There was no reference to existing disputes, such as the EU’s moratorium on GM crops, nor were there any indications that either the US or the EU was prepared to change their farm subsidy systems.

While the G8 has come to be regarded as largely irrelevant as far as management of the global economy is concerned, there are fears that the deep divisions, which have reduced these gatherings to a series of empty communiqués and photo opportunities, could have serious consequences.

Some of these concerns were voiced in an article by Washington Post economics commentator Robert Samuelson, published on the eve of the summit.

“To anyone with a sense of history,” he wrote, “the Bush administration’s decision to bless a cheaper dollar must seem disquieting. Huge US trade deficits have flooded the world with so many US dollars that a sizeable currency decline was likely. But by making US exports cheaper and hurting other countries’ exports, this raises the spectre of ‘beggar thy neighbour’ policies—of protecting your industries at the expense of other countries. It’s not free trade; it’s political trade. In the 1930s, these sorts of policies arguably contributed to World War II. We need to avoid repeating this.”

Samuelson warned “early signs of economic warfare abound” and that if “economies worsen, nationalistic pressures will intensify” in conditions where, because of the interdependence of major economies, a chain reaction of nationalistic policies would be “self-destructive.”

“The leaders should defuse this danger.
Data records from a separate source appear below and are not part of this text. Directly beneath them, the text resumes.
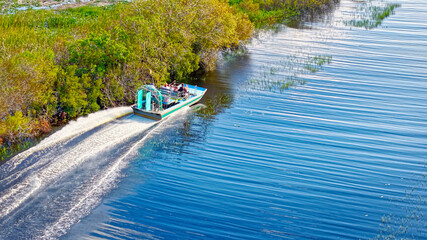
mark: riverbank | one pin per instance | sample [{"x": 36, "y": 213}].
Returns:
[{"x": 56, "y": 65}]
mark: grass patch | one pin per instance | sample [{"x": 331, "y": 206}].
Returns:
[{"x": 370, "y": 16}]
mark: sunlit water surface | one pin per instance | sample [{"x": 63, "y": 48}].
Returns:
[{"x": 341, "y": 154}]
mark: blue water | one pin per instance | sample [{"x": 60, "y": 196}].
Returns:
[{"x": 340, "y": 155}]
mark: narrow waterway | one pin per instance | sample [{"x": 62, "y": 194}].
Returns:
[{"x": 338, "y": 153}]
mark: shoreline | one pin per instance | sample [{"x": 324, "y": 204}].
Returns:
[{"x": 75, "y": 88}]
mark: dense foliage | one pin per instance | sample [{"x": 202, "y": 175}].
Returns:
[{"x": 56, "y": 65}]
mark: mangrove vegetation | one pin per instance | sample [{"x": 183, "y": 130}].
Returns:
[{"x": 56, "y": 65}]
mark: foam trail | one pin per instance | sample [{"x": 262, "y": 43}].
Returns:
[{"x": 95, "y": 192}]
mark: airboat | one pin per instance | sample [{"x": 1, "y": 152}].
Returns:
[{"x": 156, "y": 104}]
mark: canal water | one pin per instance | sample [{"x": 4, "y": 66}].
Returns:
[{"x": 319, "y": 131}]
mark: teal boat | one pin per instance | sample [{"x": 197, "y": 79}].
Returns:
[{"x": 159, "y": 103}]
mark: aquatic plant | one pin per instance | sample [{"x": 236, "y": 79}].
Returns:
[
  {"x": 370, "y": 15},
  {"x": 288, "y": 72},
  {"x": 56, "y": 65}
]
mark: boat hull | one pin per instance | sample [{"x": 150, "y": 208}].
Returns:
[{"x": 160, "y": 115}]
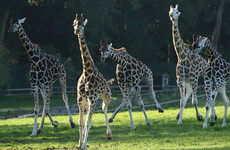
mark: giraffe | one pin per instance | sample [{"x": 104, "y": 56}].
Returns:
[
  {"x": 130, "y": 71},
  {"x": 188, "y": 68},
  {"x": 44, "y": 71},
  {"x": 91, "y": 85},
  {"x": 217, "y": 74}
]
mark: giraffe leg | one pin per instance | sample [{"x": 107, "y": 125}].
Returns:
[
  {"x": 106, "y": 100},
  {"x": 129, "y": 105},
  {"x": 117, "y": 110},
  {"x": 226, "y": 104},
  {"x": 141, "y": 104},
  {"x": 183, "y": 99},
  {"x": 65, "y": 99},
  {"x": 126, "y": 92},
  {"x": 109, "y": 133},
  {"x": 152, "y": 93},
  {"x": 208, "y": 91},
  {"x": 88, "y": 123},
  {"x": 44, "y": 94},
  {"x": 195, "y": 102},
  {"x": 36, "y": 109},
  {"x": 54, "y": 123}
]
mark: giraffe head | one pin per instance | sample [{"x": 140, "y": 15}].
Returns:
[
  {"x": 174, "y": 13},
  {"x": 79, "y": 24},
  {"x": 199, "y": 43},
  {"x": 15, "y": 24},
  {"x": 108, "y": 86},
  {"x": 105, "y": 50}
]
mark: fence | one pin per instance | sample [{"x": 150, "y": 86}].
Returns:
[
  {"x": 73, "y": 90},
  {"x": 18, "y": 113}
]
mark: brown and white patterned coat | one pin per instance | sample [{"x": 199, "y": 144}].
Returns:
[
  {"x": 188, "y": 68},
  {"x": 91, "y": 86},
  {"x": 44, "y": 71},
  {"x": 130, "y": 72},
  {"x": 217, "y": 74}
]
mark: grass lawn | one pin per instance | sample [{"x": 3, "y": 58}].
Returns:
[{"x": 163, "y": 134}]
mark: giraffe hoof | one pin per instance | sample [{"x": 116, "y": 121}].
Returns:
[
  {"x": 72, "y": 124},
  {"x": 200, "y": 118},
  {"x": 39, "y": 131},
  {"x": 160, "y": 110},
  {"x": 33, "y": 134},
  {"x": 177, "y": 117},
  {"x": 148, "y": 123},
  {"x": 212, "y": 123},
  {"x": 110, "y": 120},
  {"x": 55, "y": 124}
]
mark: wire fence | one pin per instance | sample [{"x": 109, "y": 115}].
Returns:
[{"x": 19, "y": 113}]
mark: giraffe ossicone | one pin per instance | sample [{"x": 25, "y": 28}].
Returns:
[{"x": 44, "y": 71}]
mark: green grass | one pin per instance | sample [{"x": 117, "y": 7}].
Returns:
[{"x": 163, "y": 134}]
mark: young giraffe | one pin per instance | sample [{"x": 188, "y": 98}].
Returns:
[
  {"x": 188, "y": 69},
  {"x": 90, "y": 86},
  {"x": 217, "y": 74},
  {"x": 130, "y": 71},
  {"x": 44, "y": 71}
]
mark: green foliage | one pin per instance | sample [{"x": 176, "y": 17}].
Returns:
[
  {"x": 142, "y": 26},
  {"x": 163, "y": 134}
]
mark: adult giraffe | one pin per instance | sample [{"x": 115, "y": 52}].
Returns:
[
  {"x": 130, "y": 72},
  {"x": 217, "y": 74},
  {"x": 90, "y": 86},
  {"x": 44, "y": 71}
]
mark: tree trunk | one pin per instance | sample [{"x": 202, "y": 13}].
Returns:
[
  {"x": 3, "y": 27},
  {"x": 216, "y": 31}
]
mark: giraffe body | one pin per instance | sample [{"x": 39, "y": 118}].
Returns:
[
  {"x": 44, "y": 71},
  {"x": 130, "y": 72},
  {"x": 91, "y": 85},
  {"x": 188, "y": 68},
  {"x": 217, "y": 74}
]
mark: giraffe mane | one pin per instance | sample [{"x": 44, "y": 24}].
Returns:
[
  {"x": 119, "y": 49},
  {"x": 36, "y": 45}
]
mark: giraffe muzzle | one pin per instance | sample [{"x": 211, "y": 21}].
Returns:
[{"x": 102, "y": 59}]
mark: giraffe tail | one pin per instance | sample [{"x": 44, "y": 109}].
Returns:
[{"x": 76, "y": 78}]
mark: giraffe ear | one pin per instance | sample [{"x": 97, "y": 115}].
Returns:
[
  {"x": 110, "y": 45},
  {"x": 85, "y": 22},
  {"x": 20, "y": 21}
]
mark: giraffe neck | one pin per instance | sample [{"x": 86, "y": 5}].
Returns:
[
  {"x": 178, "y": 42},
  {"x": 212, "y": 53},
  {"x": 87, "y": 60},
  {"x": 119, "y": 56},
  {"x": 28, "y": 45}
]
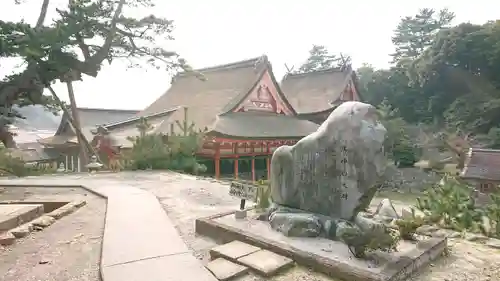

They need to nudge Europe towards deep [interest] rate cuts and Asia away from protective currency policies. The cheaper dollar signifies the US economic engine can no longer support the rest of the world. If other engines don’t come up to speed, the craft will continue to lose altitude and, possibly, crash,” Samuelson concluded.

He would have found nothing in the summit’s deliberations and decisions to allay these fears.